The fact that the Grainfather came with a counterflow chiller made it all the more attractive when comparing it to other systems. I am surprised more all all-in-one systems don’t include something like this. The Grainfather’s chiller is easy to use and plugs right into the sink. One thing I don’t love is that it sits on top of the kettle. I would rather keep the kettle open to help speed up cool down and avoid accumulating any DMS. I don’t think the DMS risk is crazy high (you’ll lose most of it during the boil), but when using pilsner as a base malt I would prefer an open cool down.
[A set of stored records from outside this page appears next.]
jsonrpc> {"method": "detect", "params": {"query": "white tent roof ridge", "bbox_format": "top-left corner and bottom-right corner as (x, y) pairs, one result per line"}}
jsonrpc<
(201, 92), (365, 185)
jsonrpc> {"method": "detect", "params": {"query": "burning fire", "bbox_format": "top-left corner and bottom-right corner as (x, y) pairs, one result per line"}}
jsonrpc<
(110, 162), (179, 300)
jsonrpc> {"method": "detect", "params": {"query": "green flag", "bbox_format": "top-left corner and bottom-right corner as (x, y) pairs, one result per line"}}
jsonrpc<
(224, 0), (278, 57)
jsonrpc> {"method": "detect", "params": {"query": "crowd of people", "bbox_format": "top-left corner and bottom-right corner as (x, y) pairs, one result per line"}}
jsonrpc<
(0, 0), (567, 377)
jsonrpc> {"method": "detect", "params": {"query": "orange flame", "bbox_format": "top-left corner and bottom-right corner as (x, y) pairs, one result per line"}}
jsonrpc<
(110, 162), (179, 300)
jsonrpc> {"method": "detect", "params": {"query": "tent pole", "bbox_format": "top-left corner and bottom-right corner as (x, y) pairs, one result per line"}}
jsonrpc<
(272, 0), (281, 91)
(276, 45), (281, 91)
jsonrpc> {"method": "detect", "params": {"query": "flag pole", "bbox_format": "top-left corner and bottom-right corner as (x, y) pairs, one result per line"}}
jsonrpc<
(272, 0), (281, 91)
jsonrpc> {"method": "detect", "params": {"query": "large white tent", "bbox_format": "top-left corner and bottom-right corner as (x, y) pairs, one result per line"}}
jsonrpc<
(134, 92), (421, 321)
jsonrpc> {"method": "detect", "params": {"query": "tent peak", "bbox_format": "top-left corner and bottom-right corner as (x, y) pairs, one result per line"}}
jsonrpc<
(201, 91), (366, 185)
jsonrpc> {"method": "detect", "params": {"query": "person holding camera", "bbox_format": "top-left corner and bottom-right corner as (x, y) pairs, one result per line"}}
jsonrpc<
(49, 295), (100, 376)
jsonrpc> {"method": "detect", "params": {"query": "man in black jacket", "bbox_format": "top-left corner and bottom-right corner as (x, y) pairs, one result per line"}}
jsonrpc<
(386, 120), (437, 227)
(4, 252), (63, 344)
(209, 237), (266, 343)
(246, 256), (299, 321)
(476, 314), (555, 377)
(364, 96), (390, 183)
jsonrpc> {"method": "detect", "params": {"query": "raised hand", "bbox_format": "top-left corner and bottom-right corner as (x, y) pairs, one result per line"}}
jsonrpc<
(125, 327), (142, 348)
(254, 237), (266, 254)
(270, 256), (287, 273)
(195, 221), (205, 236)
To achive this, I have switched it up a bit and placed the chiller on a stool next to the kettle and left the lid off. The stool has worked great and is actually a little easier to setup.
I have run into hop material building up on the pump filter and slowing the flow rate down to a crawl and has required a bit of scrapping with the mash paddle. I do wish that, with all the features already built in, that a whirlpool was designed into the chill down. It seems like this would be fairly easy feature to add to future version of the system. I’ve been playing around with the return hose to create a weak whirlpool for the time being. I might have to play around with this for a bit more.
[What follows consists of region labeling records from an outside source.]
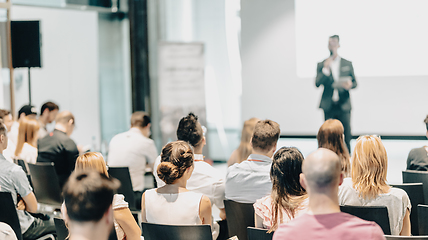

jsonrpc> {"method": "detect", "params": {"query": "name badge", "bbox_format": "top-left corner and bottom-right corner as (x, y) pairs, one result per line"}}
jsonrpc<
(341, 66), (351, 72)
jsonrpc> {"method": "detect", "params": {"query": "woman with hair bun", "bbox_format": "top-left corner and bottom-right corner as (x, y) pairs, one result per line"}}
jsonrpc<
(253, 147), (309, 232)
(141, 141), (211, 228)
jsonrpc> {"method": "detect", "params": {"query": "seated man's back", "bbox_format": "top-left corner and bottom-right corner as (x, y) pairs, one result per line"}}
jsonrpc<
(274, 213), (384, 240)
(225, 120), (280, 203)
(225, 154), (272, 203)
(37, 129), (79, 187)
(107, 112), (158, 192)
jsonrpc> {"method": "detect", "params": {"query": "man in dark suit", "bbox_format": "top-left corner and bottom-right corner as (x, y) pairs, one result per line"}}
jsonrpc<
(315, 35), (357, 151)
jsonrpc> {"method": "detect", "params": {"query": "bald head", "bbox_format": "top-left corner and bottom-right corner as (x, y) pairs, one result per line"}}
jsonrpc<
(302, 148), (342, 191)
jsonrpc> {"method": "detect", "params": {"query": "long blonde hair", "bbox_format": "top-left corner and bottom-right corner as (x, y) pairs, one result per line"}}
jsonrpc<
(15, 117), (40, 156)
(351, 136), (390, 199)
(228, 118), (260, 166)
(75, 152), (108, 177)
(317, 119), (351, 177)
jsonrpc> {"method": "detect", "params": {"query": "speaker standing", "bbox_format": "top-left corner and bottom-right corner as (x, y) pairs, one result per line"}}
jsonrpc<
(315, 35), (357, 152)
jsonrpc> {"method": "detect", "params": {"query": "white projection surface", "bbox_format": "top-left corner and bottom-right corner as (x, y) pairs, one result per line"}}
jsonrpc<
(295, 0), (428, 78)
(240, 0), (428, 136)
This is where the Grainfather crushes my outdoor gas system. I mean DEVASTATES my outdoor system. Clean up is crazy easy. You don’t have a ton of parts, so right off the bat you have less to do. When you are done brewing you can just throw in some water and PBW and fire up the heat and pump. Ten minutes later the thing is spotless. I love it.
The most important questions is: how does the beer taste? Delicious! I’ve brewed up a bitter, a saison, and a second saison is boiling right now as I write this. Both beers have fairly simple malt bills and yet produced great malt flavor. The recirculating mash does make a big difference. Check out the head quality in those pics! Pretty looking beer, right? The Grainfather has also made mash temp control a breeze compared to my outdoor system. It was easy to dial in both of these beers and hit the right medium-full body on the bitter and the light body that I was looking for in that saison. Tasty!
If you are looking for an affordable electric system the Grainfather is hard to beat. The equipment is solid and well designed. You are not going to find the highest quality of materials/parts--for example, Blichmann kettles feel solid though and through--but the Grainfather feels like just enough to get the job done. I appreciate both. And with a tight wallet at the moment I am happy to give up on thicker stainless steel and a fancier control box.
The most important thing is that the Grainfather has made for a fun brewday and I’ve already brewed as much this year as I did all of last year. I also don’t feel like I am giving up the fun of a brewday by letting the machine do all the work. You are still very much the brewer when using the Grainfather. This thing rocks. Look for one at your local homebrew store or find it online at MoreBeer!